As described above, according to this embodiment,
The sand granules 3 to be enclosed in the container 1 are mixed with a moldable glass bead material, plastic material, silica gel material, or the like, and a phosphorescent material obtained by adding a rare earth element to a metal oxide-based sintered material to about 10%, Since the pelletized mixed material was molded sand that was crushed into fine particles for an hourglass, there was no inconvenience such as the phosphorescent material peeling off, no deterioration in function, a long afterglow time, and easy-to-read practicality, It is possible to realize a phosphorescent hourglass with excellent decorativeness, playability, and safety. In addition, since it is safe without using radioactive materials, it can be applied to large hourglasses, its applications such as decoration can be expanded, and member management costs can be reduced. Furthermore, since no colorant is mixed in the phosphorescent material, the afterglow time and brightness can be maintained high.

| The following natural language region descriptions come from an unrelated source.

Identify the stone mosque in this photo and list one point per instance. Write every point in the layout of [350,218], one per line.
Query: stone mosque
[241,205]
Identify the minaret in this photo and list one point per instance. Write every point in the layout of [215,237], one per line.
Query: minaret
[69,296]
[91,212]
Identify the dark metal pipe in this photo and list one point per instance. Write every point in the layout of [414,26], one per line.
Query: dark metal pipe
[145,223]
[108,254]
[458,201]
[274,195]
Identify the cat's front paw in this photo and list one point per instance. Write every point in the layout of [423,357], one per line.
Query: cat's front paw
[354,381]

In this embodiment, the sand grains 3 are
About 10% of a phosphorescent material containing a rare earth element added to a metal oxide-based sintered material was mixed with a moldable glass bead material, and the pelletized mixed material was crushed and atomized for sandglass. Needless to say, a phosphorescent material obtained by adding a rare earth element to a metal oxide-based sintered material, which is made into sand grains, can be directly used.

[0017]

As described above, according to the present invention,
It is possible to realize a phosphorescent hourglass that is free from problems such as peeling of the phosphorescent material, does not cause deterioration in function, has a long afterglow time, is easy to see, and is excellent in practicality, decoration, playability, and safety. Also, because no radioactive material is used,
It can also be applied to large hourglasses. Further, since no colorant is mixed in the phosphorescent material, there is an advantage that the afterglow time and the brightness can be maintained high.

[Brief description of drawings]

FIG. 1 is a perspective view showing an embodiment of a luminous hourglass according to the present invention.

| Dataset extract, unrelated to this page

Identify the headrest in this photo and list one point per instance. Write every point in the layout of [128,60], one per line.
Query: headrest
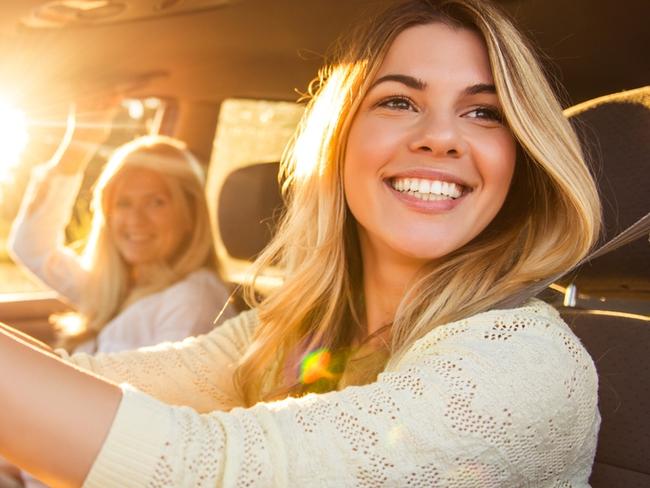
[614,133]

FIG. 2 is a diagram for comparing the afterglow time of a phosphorescent light emitting device according to the present invention and a conventional phosphorescent light emitting body using zinc sulfide.

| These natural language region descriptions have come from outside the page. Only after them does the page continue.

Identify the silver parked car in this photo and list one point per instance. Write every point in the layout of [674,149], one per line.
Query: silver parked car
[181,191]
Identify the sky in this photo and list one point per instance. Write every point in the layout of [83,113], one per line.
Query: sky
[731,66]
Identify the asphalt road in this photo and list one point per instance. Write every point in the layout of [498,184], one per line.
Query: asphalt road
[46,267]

FIG. 3 is a graph showing the results of measuring the afterglow time of a light emitting device using the phosphorescent material according to the present invention and a conventional phosphorescent light emitting body using zinc sulfide and a self-luminous light emitting body containing promethium. .

[Explanation of symbols]

 1 ... Container 2 ... Support Frame 3 ... Sand Granules

Claims (1)

[Claims] 1. A light-accumulating hourglass in which an optically transparent container is filled with a sand-granular material composed of a phosphorescent material obtained by adding a rare earth element to a metal oxide-based sintered material.